Senior advocate Rakesh Dwivedi cautioned the bench not to consider exceptions like inability to conceive or absence of inclination to procreate among the heterosexual couples as evidence of procreation not being the core element of marriage. He asked the bench how would same-sex couples adopt if the heterosexual couples do not procreate, suggesting that procreation is an important aspect of the institution of marriage, and the object of legitimate state interest in regulating it. Insisting that marriage is not a fluid concept, he asked what would happen if exceptions become the rule, and if marriage is not generally considered as a means to procreate.

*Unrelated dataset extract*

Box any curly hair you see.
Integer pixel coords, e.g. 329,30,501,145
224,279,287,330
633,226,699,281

The bench wanted to know whether it can follow the method it adopted in the Justice K.S. Puttaswamy case declaring the right to privacy as a fundamental right. The court in that case had stopped where it appeared to it that it was up to Parliament to enact a data protection law, to give effect to its declaration. But the respondents’ submissions didn’t really convince the bench why it cannot do so in this case.

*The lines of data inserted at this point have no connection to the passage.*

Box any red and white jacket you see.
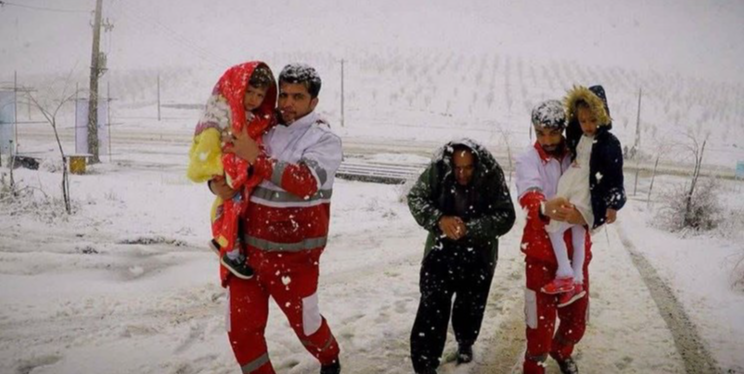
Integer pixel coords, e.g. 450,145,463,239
242,111,342,255
515,142,591,265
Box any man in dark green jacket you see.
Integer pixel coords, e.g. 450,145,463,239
408,139,516,374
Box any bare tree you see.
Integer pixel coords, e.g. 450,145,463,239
22,78,80,214
646,153,661,207
652,130,721,233
682,131,710,227
646,134,676,207
1,140,17,198
491,124,514,183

Senior counsel Kapil Sibal pointed out that it is an incorrect premise to seek the intervention of the court on the ground that Parliament is inactive. It is a dangerous argument, Sibal cautioned. But he did not elaborate on how to grant a right if there is a legislative void. The petitioners might have exaggerated the failure of Parliament to address the issue of marital rights of non-heterosexual couples. But there is a distinct legislative void, which needs to be filled by the Supreme Court, the petitioners had suggested, citing the Vishaka case, in which the Supreme Court had laid down guidelines to prevent sexual harassment at work place till Parliament enacted a law for the purpose. To this, Sibal’s answer was that Vishaka and other similar interventions by the court aimed at procedural rather than substantive guidelines.
Senior counsel Arvind Datar appeared more concerned about the challenge of amending various statutes in tune with a possible declaration from the court. Can the mere possibility of side effects or collateral damage or impact on other statutes be a ground to dissuade the bench from declaring a right, the bench wondered. Datar made the point that the court cannot declare a right if the Union is opposed to it.
The arguments will continue on Wednesday.